The only way to reckon how much drug crosses a country is by using seized quantities as a proxy. In the case of Venezuela, over 200 metric tons of pure cocaine might be crossing the country every year.
Washington kept a close eye on Venezuela’s crime scene. In 2015, in order to have Caracas understand that the US would no longer tolerate illicit financial flows and the violence and the abuse of human rights that corruption and drug traffic bring, president Obama identified Venezuela as "an extraordinary threat to the security of the United States".
Following up on the same line, Mr. Trump recently included in the OFAC list Samark López Bello, the Vice President’s figurehead, and the Vice President himself identifying both as “drug kingpins”. Tareck el Aissami, former Interior Minister, personally oversaw cocaine shipments to the US through violent Mexican cartel Los Zetas, US authorities said. This earned him the moniker "the narco of Aragua."

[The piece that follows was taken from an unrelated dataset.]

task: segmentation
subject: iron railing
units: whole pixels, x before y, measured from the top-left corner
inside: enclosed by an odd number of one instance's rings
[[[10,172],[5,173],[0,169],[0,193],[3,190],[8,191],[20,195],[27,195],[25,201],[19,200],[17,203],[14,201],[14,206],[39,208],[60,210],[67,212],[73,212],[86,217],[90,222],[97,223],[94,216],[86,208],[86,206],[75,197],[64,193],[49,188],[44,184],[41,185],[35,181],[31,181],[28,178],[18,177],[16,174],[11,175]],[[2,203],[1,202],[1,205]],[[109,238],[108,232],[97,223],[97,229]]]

The more Washington accuses key regime perconalities, the more the Venezuelan government advances them — showing to which degree it feels cornered. Now vice presindent El Aissami is just an example. General Néstor Reverol, who made the headlines for having “lost sight” of 2 t of cocaine, is another. The former head of the Agency against... Drugs is now Minister of Homeland Affairs.
A number of defections and the jailing in the US of some regime insiders, including a nephew and a godson of Venezuelas "First Fighter," that is Mr. Maduro's wife Cilia López. Both her relatives are now facing trial in Manhattan for attempting to import 1,764 pounds of cocaine, added to tightening the circle. The two allegedly named a number of regime members involved in the drug trafficking cover-up.
The defection of Leamsy Salazar, a key insider into the trafficking network and the contacts of the regime with FARC (towards which presidents Chávez and Maduro always had an ambiguous stance) was a blow in particular on Diosdado Cabello, the former Congress speaker. Salazar was his security chief. Cabello is by some believed to be the tip of the mili-narcos network. He is one of the three men, with Mr. Maduro and Mr. el Aissami, who contend power over the nation.
Judge Eladio Aponte, a loyalist to Chávez and former president of the Supreme Court, told the US authorities that he was the one assigning cases involving drug traffickers to complainant judges upon calls arriving directly from "the line [of command] right below the president."
Not able to dispose of their conspicuous assets in the US anymore , with ever fewer Latin American countries to consider for refuge should Chavism lose power, the narco-military have their shoulders against the wall. Their abandoning ships shows also in diplomatic circles — meaning that many applied to ambassador posts. With no luck as of now: Canada, Portugal and Belgium already declined having them.